Javascript supports a few so called "compound operators". These are shorthand assignment operators which first apply the compounded operator to the left and right operand and then store the result in the left operand. The @ represents the operator which is compounded with the = operator, which is one of * / % + - << >> >>> & ^ |
function evaluate(LeftHandSideExpression @ = AssignmentExpression) {
var lref = evaluate(LeftHandSideExpression);
var lval = GetValue(lref);
var rref = evaluate(AssignmentExpression);
var rval = GetValue(rref);
var r = lval @ rval;
if (Type(rval) == 'reference' && IsStrictReference(lref) && Type(GetBase(lref)) == 'environmentRecord' && (GetReferencedName(lref) == 'eval' || GetReferencedName(lref) == 'arguments')) {
throw SyntaxError;
}
PutValue(lref, r);
return rval;
}
Note that the left hand side must not evaluate to an unresolvable reference.
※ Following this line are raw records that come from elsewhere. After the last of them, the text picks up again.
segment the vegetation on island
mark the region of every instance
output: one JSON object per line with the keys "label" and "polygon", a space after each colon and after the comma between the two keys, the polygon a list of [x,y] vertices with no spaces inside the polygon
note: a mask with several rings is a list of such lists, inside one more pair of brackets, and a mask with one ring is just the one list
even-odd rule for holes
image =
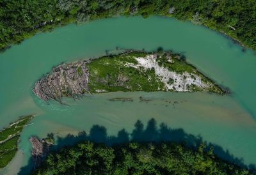
{"label": "vegetation on island", "polygon": [[[124,128],[109,135],[95,125],[87,133],[54,137],[42,163],[21,169],[20,174],[252,174],[253,165],[200,135],[172,128],[154,118],[138,120],[131,133]],[[42,139],[41,139],[42,140]],[[248,169],[250,170],[248,170]],[[28,174],[27,173],[27,174]]]}
{"label": "vegetation on island", "polygon": [[172,52],[131,50],[89,61],[63,63],[36,82],[33,91],[44,101],[62,96],[116,91],[207,91],[224,95],[214,82]]}
{"label": "vegetation on island", "polygon": [[0,169],[4,167],[14,157],[18,141],[23,128],[32,119],[33,116],[20,118],[0,131]]}
{"label": "vegetation on island", "polygon": [[213,81],[188,64],[184,57],[171,52],[104,56],[92,60],[88,67],[88,87],[93,93],[171,91],[224,94]]}
{"label": "vegetation on island", "polygon": [[0,1],[0,50],[39,31],[116,15],[174,17],[204,25],[256,50],[254,0]]}
{"label": "vegetation on island", "polygon": [[51,153],[32,174],[251,174],[205,148],[133,142],[107,147],[85,141]]}

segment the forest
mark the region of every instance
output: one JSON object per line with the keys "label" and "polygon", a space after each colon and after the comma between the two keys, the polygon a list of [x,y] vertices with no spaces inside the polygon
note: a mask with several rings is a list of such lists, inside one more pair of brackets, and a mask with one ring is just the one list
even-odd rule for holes
{"label": "forest", "polygon": [[204,25],[256,50],[254,0],[0,0],[0,50],[56,26],[154,15]]}
{"label": "forest", "polygon": [[[254,169],[248,171],[243,160],[218,145],[203,141],[200,136],[170,128],[163,123],[157,125],[154,118],[145,127],[138,120],[131,134],[122,129],[116,136],[108,135],[107,129],[97,125],[88,134],[82,132],[77,136],[57,138],[49,134],[51,141],[55,138],[55,142],[31,174],[252,174],[255,172]],[[23,167],[20,174],[29,172],[30,167]]]}
{"label": "forest", "polygon": [[193,151],[168,142],[107,147],[85,141],[50,154],[32,174],[251,174],[205,148],[202,144]]}

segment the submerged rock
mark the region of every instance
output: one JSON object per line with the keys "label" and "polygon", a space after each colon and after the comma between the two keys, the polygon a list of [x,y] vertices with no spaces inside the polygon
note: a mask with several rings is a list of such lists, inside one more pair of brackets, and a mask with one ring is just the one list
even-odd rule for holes
{"label": "submerged rock", "polygon": [[130,52],[90,61],[62,64],[35,83],[33,91],[44,101],[62,96],[114,91],[208,91],[222,89],[170,52]]}

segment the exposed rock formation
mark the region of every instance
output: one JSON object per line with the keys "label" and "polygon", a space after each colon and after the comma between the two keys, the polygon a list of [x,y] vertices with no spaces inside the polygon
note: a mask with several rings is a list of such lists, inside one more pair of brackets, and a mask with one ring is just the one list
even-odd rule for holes
{"label": "exposed rock formation", "polygon": [[29,141],[32,144],[31,155],[34,160],[35,167],[38,167],[49,151],[50,144],[44,139],[39,139],[36,137],[31,136]]}
{"label": "exposed rock formation", "polygon": [[60,102],[63,96],[72,96],[88,92],[88,63],[64,63],[54,68],[51,73],[36,82],[33,91],[44,101],[53,99]]}
{"label": "exposed rock formation", "polygon": [[44,101],[84,93],[122,91],[225,92],[170,52],[127,52],[62,64],[36,82],[33,91]]}

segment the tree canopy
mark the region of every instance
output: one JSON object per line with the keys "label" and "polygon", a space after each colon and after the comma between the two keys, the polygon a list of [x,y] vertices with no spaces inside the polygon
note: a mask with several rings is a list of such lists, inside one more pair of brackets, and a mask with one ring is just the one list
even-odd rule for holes
{"label": "tree canopy", "polygon": [[254,0],[0,0],[0,50],[56,26],[139,15],[191,20],[256,50]]}

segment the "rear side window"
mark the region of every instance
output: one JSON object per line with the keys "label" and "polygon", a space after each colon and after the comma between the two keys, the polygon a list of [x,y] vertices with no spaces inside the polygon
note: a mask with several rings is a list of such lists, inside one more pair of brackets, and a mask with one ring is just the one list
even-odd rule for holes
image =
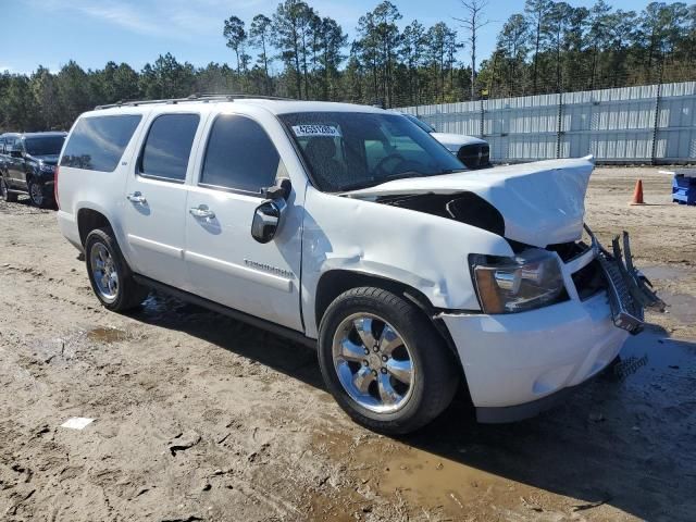
{"label": "rear side window", "polygon": [[140,175],[183,182],[199,121],[198,114],[158,116],[142,147]]}
{"label": "rear side window", "polygon": [[284,170],[261,125],[236,114],[217,116],[208,139],[201,185],[260,194]]}
{"label": "rear side window", "polygon": [[67,139],[61,166],[113,172],[141,117],[138,114],[83,117]]}

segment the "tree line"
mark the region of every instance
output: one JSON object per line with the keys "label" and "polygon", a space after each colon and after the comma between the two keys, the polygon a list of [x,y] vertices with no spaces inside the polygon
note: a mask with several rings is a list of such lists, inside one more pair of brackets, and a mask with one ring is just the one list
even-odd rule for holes
{"label": "tree line", "polygon": [[643,11],[526,0],[476,62],[489,24],[487,0],[460,0],[457,17],[408,24],[390,1],[360,17],[349,39],[340,24],[302,0],[284,0],[249,21],[221,21],[229,63],[197,67],[171,53],[140,71],[109,62],[84,70],[0,75],[0,126],[69,128],[97,104],[191,94],[245,92],[403,107],[480,97],[623,87],[693,79],[696,5],[652,2]]}

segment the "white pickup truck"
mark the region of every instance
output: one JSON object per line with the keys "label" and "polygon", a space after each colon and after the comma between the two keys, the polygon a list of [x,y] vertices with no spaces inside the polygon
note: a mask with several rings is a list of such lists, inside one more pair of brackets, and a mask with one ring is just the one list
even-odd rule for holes
{"label": "white pickup truck", "polygon": [[130,102],[73,126],[58,221],[108,309],[156,288],[316,346],[346,412],[407,433],[462,385],[482,422],[535,414],[659,304],[627,237],[611,252],[582,240],[592,170],[468,172],[368,107]]}

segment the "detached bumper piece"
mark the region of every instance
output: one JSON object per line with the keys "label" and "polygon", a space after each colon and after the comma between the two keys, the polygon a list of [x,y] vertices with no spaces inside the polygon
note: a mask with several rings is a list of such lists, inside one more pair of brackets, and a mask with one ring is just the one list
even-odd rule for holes
{"label": "detached bumper piece", "polygon": [[587,232],[607,279],[613,324],[633,335],[641,333],[645,324],[645,308],[663,312],[664,302],[652,291],[650,282],[633,265],[629,233],[624,231],[621,238],[614,237],[609,252],[588,228]]}

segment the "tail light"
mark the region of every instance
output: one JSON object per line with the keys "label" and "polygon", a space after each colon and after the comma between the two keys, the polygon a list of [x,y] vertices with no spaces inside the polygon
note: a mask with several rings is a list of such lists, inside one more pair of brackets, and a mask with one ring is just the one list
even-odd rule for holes
{"label": "tail light", "polygon": [[61,208],[61,202],[58,200],[58,172],[60,171],[60,166],[55,165],[55,170],[53,171],[53,199],[55,199],[55,204],[58,208]]}

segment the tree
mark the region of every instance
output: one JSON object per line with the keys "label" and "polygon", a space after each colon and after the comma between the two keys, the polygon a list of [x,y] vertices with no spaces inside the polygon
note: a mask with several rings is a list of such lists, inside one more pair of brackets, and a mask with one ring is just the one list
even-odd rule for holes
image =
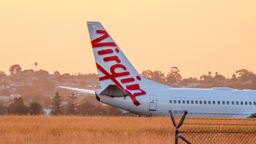
{"label": "tree", "polygon": [[170,71],[168,73],[166,77],[166,79],[168,83],[175,83],[176,81],[181,80],[182,77],[179,73],[180,71],[177,67],[172,67]]}
{"label": "tree", "polygon": [[4,106],[4,100],[0,99],[0,115],[3,115],[7,113],[7,109]]}
{"label": "tree", "polygon": [[26,114],[29,112],[29,108],[24,105],[23,99],[21,97],[14,98],[14,103],[11,104],[8,106],[8,112],[9,114]]}
{"label": "tree", "polygon": [[60,96],[58,91],[56,91],[55,95],[52,100],[52,109],[54,115],[58,115],[62,113],[62,100],[61,97]]}
{"label": "tree", "polygon": [[45,78],[49,76],[49,73],[45,70],[40,70],[35,72],[35,76],[38,77]]}
{"label": "tree", "polygon": [[11,66],[9,70],[10,71],[10,74],[12,74],[21,72],[21,67],[19,65],[16,64]]}
{"label": "tree", "polygon": [[156,70],[154,72],[147,70],[142,72],[141,75],[144,77],[156,82],[166,84],[166,80],[165,74],[159,70]]}
{"label": "tree", "polygon": [[24,74],[29,72],[31,72],[34,73],[35,72],[35,70],[32,70],[32,69],[30,69],[29,70],[25,70],[22,71],[21,72],[21,73],[23,74]]}
{"label": "tree", "polygon": [[163,84],[166,84],[165,73],[159,70],[154,71],[152,73],[152,78],[153,81]]}
{"label": "tree", "polygon": [[140,74],[145,78],[148,79],[153,80],[152,75],[153,75],[153,72],[150,70],[147,70],[145,71],[143,71]]}
{"label": "tree", "polygon": [[198,82],[198,80],[196,78],[192,78],[191,77],[188,78],[184,78],[180,82],[185,84],[197,83]]}
{"label": "tree", "polygon": [[233,75],[232,75],[232,81],[234,82],[237,81],[237,79],[236,76],[235,74],[233,74]]}
{"label": "tree", "polygon": [[1,78],[2,76],[5,75],[6,75],[6,74],[4,73],[4,72],[0,70],[0,78]]}
{"label": "tree", "polygon": [[225,77],[221,74],[216,75],[215,77],[213,78],[214,79],[217,80],[225,80],[226,79]]}
{"label": "tree", "polygon": [[76,109],[78,106],[78,102],[77,102],[77,97],[75,96],[74,93],[69,96],[67,100],[68,100],[67,113],[69,114],[75,114],[76,113]]}
{"label": "tree", "polygon": [[218,72],[215,73],[215,76],[216,76],[216,75],[218,75],[218,74],[219,74],[219,73],[218,73]]}
{"label": "tree", "polygon": [[34,65],[35,65],[35,71],[37,71],[37,62],[35,62],[34,63]]}
{"label": "tree", "polygon": [[42,106],[38,104],[38,102],[33,102],[29,105],[30,114],[37,115],[40,114],[42,112]]}
{"label": "tree", "polygon": [[255,78],[255,75],[252,71],[249,71],[248,70],[242,69],[236,71],[241,77],[241,81],[246,82],[249,80],[253,79]]}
If it does, a ReferenceError is thrown on assignment (by PutValue). It may also not be a reference to a data property with [[Writable]] equal to false, or an accessor with [[Set]] equal to undefined, or to a non-existant property of an object whose [[Extensible]] set to false. In all these cases a TypeError is thrown (again, by or through PutValue).
The only difference between this algorithm and the regular assignment is the application of the compounded operator prior to assigning the result. Note that this happens before the possible throw, but because lval and rval are primitives, no side effects from this can be noticed (in fact, the operation might as well be placed after the condition...).